Piper Jaffray: panic over Apple's unfounded actions
The significant fall in the value of Apple shares mainly due to market fears: widespread pessimism but, according to the analysis company Piper Jaffray, the sharp reduction in the value of Apple shares largely unjustified.
The picture that Piper Jaffray paints is certainly not rosy: the growth of the Macs estimated for the fiscal year 2008 of 40 percent and only 16 percent that forecast for 2009. Still, the analysis company foresees lower margins generated for Cupertino by new cheaper Mac lines and also by an iPhone "family" for 2009, despite the reduction in margins it will not be as worrying and consistent as the reduction in the value of the shares would lead one to think.
Piper Jaffray expects Apple to still have margins in excess of 30 percent for the last quarter of the current year and around 30 percent for the following year.
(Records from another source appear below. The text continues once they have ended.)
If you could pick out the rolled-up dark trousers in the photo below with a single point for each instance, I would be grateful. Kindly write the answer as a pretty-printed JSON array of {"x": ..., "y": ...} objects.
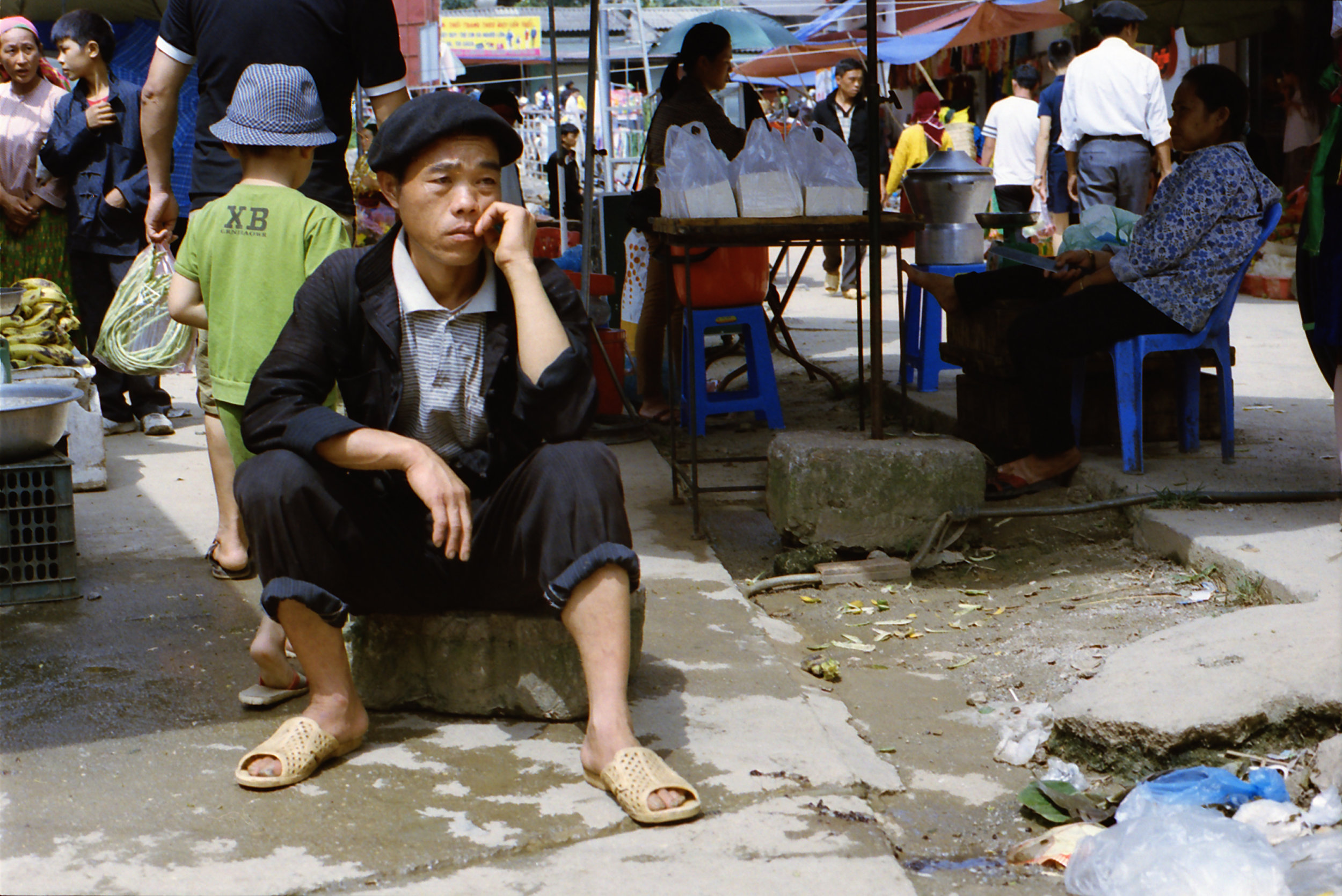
[
  {"x": 1061, "y": 327},
  {"x": 352, "y": 542}
]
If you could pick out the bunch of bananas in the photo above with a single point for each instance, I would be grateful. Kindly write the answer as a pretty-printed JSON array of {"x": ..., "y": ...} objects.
[{"x": 39, "y": 327}]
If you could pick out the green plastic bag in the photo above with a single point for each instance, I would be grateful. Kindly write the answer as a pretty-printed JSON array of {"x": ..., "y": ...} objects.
[
  {"x": 137, "y": 336},
  {"x": 1101, "y": 225}
]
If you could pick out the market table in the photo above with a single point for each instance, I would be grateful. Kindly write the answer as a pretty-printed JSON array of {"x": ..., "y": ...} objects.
[{"x": 701, "y": 232}]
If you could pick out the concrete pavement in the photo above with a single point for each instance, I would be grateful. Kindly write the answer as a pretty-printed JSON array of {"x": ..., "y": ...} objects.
[
  {"x": 1250, "y": 678},
  {"x": 121, "y": 731}
]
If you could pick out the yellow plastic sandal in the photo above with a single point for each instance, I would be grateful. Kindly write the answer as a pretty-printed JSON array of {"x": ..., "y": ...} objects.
[
  {"x": 634, "y": 776},
  {"x": 301, "y": 747}
]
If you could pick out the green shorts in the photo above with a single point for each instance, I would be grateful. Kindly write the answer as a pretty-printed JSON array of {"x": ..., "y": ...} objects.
[
  {"x": 231, "y": 416},
  {"x": 205, "y": 384}
]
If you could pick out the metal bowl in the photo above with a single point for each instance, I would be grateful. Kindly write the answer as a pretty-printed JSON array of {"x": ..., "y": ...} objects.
[
  {"x": 995, "y": 221},
  {"x": 33, "y": 418}
]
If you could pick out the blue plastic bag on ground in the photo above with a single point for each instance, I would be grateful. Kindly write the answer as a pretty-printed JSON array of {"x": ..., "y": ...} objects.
[
  {"x": 1203, "y": 786},
  {"x": 1177, "y": 851}
]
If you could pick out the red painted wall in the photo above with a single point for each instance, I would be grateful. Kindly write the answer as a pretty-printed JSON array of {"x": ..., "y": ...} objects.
[{"x": 411, "y": 15}]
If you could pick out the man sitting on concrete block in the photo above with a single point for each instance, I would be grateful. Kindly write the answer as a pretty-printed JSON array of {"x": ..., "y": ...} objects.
[{"x": 458, "y": 479}]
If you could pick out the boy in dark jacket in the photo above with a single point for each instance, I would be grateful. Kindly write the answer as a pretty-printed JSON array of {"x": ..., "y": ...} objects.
[
  {"x": 844, "y": 112},
  {"x": 94, "y": 144}
]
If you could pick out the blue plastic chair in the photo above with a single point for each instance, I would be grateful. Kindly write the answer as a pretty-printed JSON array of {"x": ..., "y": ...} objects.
[
  {"x": 920, "y": 344},
  {"x": 761, "y": 392},
  {"x": 1128, "y": 372}
]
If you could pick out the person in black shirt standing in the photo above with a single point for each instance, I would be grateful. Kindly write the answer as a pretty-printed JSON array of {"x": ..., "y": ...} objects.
[
  {"x": 340, "y": 42},
  {"x": 844, "y": 112},
  {"x": 572, "y": 188}
]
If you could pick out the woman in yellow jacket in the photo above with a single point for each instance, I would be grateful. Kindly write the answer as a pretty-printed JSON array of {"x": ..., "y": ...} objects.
[{"x": 917, "y": 143}]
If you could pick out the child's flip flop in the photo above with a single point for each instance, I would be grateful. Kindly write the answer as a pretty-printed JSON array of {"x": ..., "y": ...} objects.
[{"x": 264, "y": 695}]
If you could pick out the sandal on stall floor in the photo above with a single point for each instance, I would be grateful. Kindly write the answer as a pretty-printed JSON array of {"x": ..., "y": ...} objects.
[
  {"x": 634, "y": 776},
  {"x": 1003, "y": 486},
  {"x": 264, "y": 695},
  {"x": 301, "y": 747},
  {"x": 221, "y": 572}
]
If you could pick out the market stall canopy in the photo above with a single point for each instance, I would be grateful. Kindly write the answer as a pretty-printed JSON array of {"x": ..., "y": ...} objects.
[
  {"x": 1203, "y": 23},
  {"x": 972, "y": 25},
  {"x": 787, "y": 62},
  {"x": 792, "y": 82},
  {"x": 750, "y": 33},
  {"x": 111, "y": 10}
]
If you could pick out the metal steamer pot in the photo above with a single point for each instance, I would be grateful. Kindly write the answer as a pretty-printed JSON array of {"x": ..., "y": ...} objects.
[{"x": 946, "y": 192}]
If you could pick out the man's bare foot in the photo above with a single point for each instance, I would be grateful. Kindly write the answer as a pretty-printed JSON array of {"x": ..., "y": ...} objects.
[
  {"x": 275, "y": 671},
  {"x": 1034, "y": 469},
  {"x": 599, "y": 750},
  {"x": 941, "y": 286},
  {"x": 229, "y": 552},
  {"x": 334, "y": 715}
]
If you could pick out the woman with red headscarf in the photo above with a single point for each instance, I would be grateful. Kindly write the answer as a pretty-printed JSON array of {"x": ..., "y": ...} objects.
[
  {"x": 924, "y": 136},
  {"x": 33, "y": 242}
]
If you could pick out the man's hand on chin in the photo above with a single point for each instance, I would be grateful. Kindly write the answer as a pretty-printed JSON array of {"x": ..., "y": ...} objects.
[{"x": 509, "y": 232}]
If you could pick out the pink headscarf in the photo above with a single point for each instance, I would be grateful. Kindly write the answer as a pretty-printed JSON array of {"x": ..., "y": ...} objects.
[{"x": 45, "y": 68}]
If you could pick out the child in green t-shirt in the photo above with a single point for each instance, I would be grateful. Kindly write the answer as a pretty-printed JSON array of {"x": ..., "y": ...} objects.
[{"x": 239, "y": 266}]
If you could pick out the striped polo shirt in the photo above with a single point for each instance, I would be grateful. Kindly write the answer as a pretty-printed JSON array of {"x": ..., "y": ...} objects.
[{"x": 442, "y": 361}]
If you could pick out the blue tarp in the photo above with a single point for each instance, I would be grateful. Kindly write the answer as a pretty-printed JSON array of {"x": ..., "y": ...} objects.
[
  {"x": 822, "y": 22},
  {"x": 910, "y": 49}
]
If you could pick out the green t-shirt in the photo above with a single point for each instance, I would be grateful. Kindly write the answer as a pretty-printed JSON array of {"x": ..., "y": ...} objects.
[{"x": 250, "y": 251}]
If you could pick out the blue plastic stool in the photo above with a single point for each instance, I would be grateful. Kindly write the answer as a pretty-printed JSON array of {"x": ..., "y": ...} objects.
[
  {"x": 761, "y": 392},
  {"x": 1128, "y": 372},
  {"x": 920, "y": 344}
]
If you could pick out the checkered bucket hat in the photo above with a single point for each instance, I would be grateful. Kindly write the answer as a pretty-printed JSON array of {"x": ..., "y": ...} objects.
[{"x": 274, "y": 106}]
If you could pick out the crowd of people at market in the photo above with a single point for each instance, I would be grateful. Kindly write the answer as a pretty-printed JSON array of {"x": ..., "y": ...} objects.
[{"x": 454, "y": 474}]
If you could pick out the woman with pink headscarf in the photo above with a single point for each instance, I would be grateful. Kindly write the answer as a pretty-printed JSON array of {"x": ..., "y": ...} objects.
[
  {"x": 924, "y": 136},
  {"x": 33, "y": 241}
]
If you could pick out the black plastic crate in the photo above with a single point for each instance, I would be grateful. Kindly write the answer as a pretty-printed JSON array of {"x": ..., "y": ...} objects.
[{"x": 38, "y": 531}]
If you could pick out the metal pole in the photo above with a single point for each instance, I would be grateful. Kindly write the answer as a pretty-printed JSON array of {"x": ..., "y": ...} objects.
[
  {"x": 555, "y": 106},
  {"x": 878, "y": 344},
  {"x": 603, "y": 106},
  {"x": 589, "y": 163},
  {"x": 643, "y": 45}
]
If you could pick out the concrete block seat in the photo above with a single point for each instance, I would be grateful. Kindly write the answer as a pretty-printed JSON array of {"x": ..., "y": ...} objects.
[{"x": 476, "y": 663}]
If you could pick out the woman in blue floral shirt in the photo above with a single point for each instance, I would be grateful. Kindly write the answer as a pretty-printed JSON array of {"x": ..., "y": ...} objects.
[{"x": 1192, "y": 241}]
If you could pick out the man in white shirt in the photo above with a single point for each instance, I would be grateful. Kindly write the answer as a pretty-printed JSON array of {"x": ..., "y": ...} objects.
[
  {"x": 1113, "y": 114},
  {"x": 1010, "y": 135}
]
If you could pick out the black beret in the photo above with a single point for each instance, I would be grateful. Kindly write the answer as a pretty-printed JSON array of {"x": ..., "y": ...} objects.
[
  {"x": 431, "y": 117},
  {"x": 1120, "y": 11}
]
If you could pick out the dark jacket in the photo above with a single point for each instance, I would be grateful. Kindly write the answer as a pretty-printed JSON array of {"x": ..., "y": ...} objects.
[
  {"x": 97, "y": 162},
  {"x": 347, "y": 332},
  {"x": 827, "y": 114},
  {"x": 572, "y": 187}
]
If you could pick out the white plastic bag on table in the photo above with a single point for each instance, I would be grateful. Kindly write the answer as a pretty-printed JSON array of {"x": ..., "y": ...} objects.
[
  {"x": 667, "y": 180},
  {"x": 763, "y": 178},
  {"x": 827, "y": 171},
  {"x": 137, "y": 336},
  {"x": 1177, "y": 851},
  {"x": 701, "y": 171}
]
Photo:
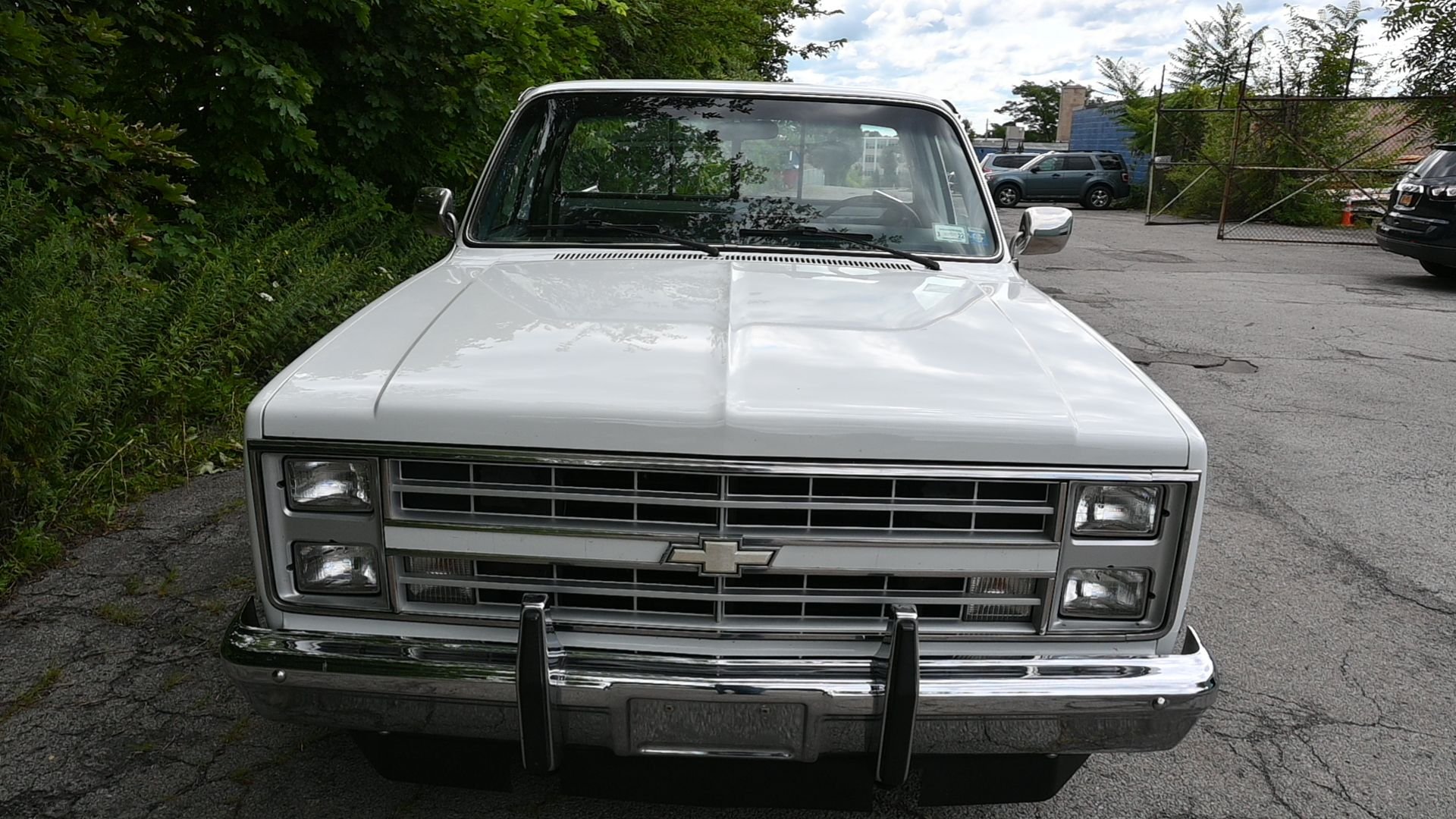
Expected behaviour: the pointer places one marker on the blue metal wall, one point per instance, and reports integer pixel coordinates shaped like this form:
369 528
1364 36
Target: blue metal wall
1100 129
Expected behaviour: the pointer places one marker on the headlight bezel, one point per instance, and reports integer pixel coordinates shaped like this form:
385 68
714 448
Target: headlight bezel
1155 506
1163 554
360 502
367 551
1142 589
283 525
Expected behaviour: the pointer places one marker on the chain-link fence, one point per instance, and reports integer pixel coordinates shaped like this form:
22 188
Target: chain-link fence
1315 168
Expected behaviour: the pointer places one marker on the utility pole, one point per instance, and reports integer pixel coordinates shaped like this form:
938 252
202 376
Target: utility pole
1350 76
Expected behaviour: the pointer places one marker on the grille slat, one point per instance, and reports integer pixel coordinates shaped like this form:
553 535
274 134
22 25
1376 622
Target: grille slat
615 500
582 589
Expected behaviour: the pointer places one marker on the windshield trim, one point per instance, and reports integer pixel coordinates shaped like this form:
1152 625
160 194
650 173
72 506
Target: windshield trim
466 235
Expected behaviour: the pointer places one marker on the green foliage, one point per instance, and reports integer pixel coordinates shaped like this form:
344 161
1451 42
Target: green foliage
705 38
1037 108
55 131
1216 50
134 322
318 98
121 372
1430 60
1318 55
1122 77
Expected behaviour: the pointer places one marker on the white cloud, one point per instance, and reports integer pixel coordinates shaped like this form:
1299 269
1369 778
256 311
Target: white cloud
973 52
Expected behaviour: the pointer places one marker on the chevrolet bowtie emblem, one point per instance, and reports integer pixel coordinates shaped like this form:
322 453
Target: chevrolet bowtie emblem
717 556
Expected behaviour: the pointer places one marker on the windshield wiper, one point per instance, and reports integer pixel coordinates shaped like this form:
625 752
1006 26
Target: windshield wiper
862 240
632 229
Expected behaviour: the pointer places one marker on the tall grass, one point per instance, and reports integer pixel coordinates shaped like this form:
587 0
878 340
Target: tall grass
123 375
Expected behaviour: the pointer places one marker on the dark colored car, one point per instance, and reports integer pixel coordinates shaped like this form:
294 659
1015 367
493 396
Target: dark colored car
1421 222
1092 178
1006 161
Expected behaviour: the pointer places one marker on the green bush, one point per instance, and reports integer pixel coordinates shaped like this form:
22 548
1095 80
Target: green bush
123 375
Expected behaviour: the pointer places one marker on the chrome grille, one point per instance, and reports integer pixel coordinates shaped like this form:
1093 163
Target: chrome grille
576 499
587 592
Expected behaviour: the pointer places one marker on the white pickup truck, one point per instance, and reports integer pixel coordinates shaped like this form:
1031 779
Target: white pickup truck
727 430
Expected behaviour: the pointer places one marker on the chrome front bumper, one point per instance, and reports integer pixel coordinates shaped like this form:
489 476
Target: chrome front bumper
664 704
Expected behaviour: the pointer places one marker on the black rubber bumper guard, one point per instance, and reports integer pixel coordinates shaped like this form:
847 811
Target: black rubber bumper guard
541 733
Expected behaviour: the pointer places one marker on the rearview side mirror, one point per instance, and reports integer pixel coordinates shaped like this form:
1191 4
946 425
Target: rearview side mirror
1043 231
435 210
The analyst firm also provides another explanation about yesterday's stock market crash: the substantial drop from 43 to 23 percent of iMac's sales by comparing the trend of August 2007 with that of the same month of 2008.
Analysts note that last year, just in August, Apple introduced the new aluminum iMacs, thus generating unusual demand for this time of year. This episode would explain the high expectations induced for the same summer period of this year.
In summary, Apple shares are suffering from market trends and widespread pessimistic expectations, not least of which are the crises in the banking sector, in any case Piper Jaffray says that Apple is more immune to all these problems than its rivals.